The Heritage Recovery Fund is being distributed by The National Lottery Heritage Fund on behalf of the Department for Communities as part of the £29million NI Executive allocation for heritage, arts, culture and languages.

Creggan Country Park was set up in February 1997 and provides not for profit activities for over 25,000 visitors each year including inflatable assault course on water, canoeing, pier jump, raft building, wheelyboat, angling, orienteering, treasure hunt, geocaching and team building.

These activities help to cover the running costs of the organisation and employ local people as seasonal staff.

Like other charities, Creggan Country Park has been feeling the effects of the pandemic in the form of reduced income and so this funding has come at a crucial time to help an important local heritage asset recover.

The park’s environmental programme works to improve educational attainment, and mental and physical health in people of all ages.

A free environmental education programme ‘Nature’s Classroom’ is available for schools and groups; nature therapy is delivered to families and elderly care home residents; the revamped Nature Hub will allow families to take part in free outdoor games and nature themed activities during summer months.

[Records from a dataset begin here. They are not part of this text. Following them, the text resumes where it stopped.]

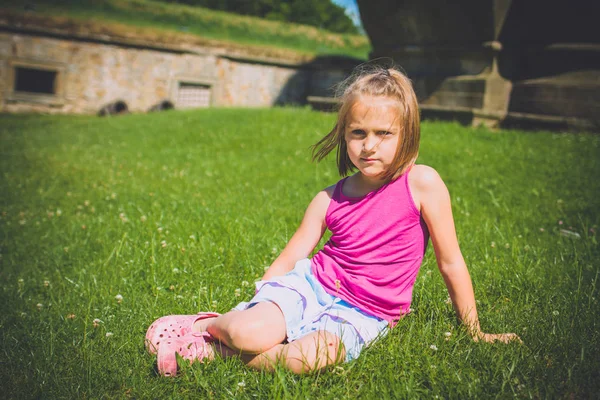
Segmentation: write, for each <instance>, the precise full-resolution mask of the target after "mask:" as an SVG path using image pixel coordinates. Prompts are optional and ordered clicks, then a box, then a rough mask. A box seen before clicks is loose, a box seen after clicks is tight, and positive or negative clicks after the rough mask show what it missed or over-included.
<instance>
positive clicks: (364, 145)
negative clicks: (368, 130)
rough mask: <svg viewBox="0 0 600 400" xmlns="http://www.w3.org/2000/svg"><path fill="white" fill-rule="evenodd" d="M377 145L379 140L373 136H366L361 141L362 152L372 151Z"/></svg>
mask: <svg viewBox="0 0 600 400" xmlns="http://www.w3.org/2000/svg"><path fill="white" fill-rule="evenodd" d="M378 144H379V138H377V136H375V135H368V136H367V137H366V138H365V140H364V141H363V150H364V151H374V150H375V148H376V147H377V145H378Z"/></svg>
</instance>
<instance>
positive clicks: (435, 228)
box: [410, 165, 520, 342]
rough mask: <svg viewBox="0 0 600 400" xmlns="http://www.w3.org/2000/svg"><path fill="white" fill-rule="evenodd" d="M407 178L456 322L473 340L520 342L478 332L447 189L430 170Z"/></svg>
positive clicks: (502, 341) (478, 322)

Environmental volunteering opportunities are available for people of all ages and abilities across the Derry City and Strabane District Council area.

Funding will allow the park to prepare for re-opening so that outdoor pursuits and water sports activities can be made available for families and groups and seasonal staff can return to work.

The project will also help to deliver the park’s habitat management plan which includes essential tree works, particularly along the boundary of Glenowen.

Trees over hanging the fence will be removed, and grass cutting along with scrub removal will make way for wildflower meadows to support priority species.

Funding from the Heritage Recovery Fund will also resurface paths to better and safer access for walkers, prams and wheelchair users.

Gerry Quinn, Manager at Creggan Country Park said: “We’re grateful to the Department for Communities and The National Lottery Heritage Fund for providing this funding.

“The past year has highlighted the importance of being outdoors for our mental and physical health.

“Thanks to this grant, we can carry out essential habitat management and maintenance to make our site safe, welcoming and enjoyable for visitors.”

The Heritage Recovery Fund is part of the £29 million Executive allocation that was made to the Department for Communities to support the arts, culture, heritage and language sectors which have been severely impacted by COVID-19.

This is the latest package of support from The National Lottery Heritage Fund to support the heritage sector across the UK throughout the COVID-19 crisis.

Last year, the organisation committed over £600million of National Lottery and Government funding to more than 1,500 heritage organisations, along with expertise and advice on adapting to the pandemic.

Paul Mullan, The National Lottery Heritage Fund, said: “Our local places have become more important than ever throughout this pandemic, and through this fund, we hope to encourage people to get to know their local heritage that bit better.

“We’re grateful to the Department for Communities for providing the funding and we’re delighted to fund a diverse range of projects which will make a huge impact on many communities across Northern Ireland.”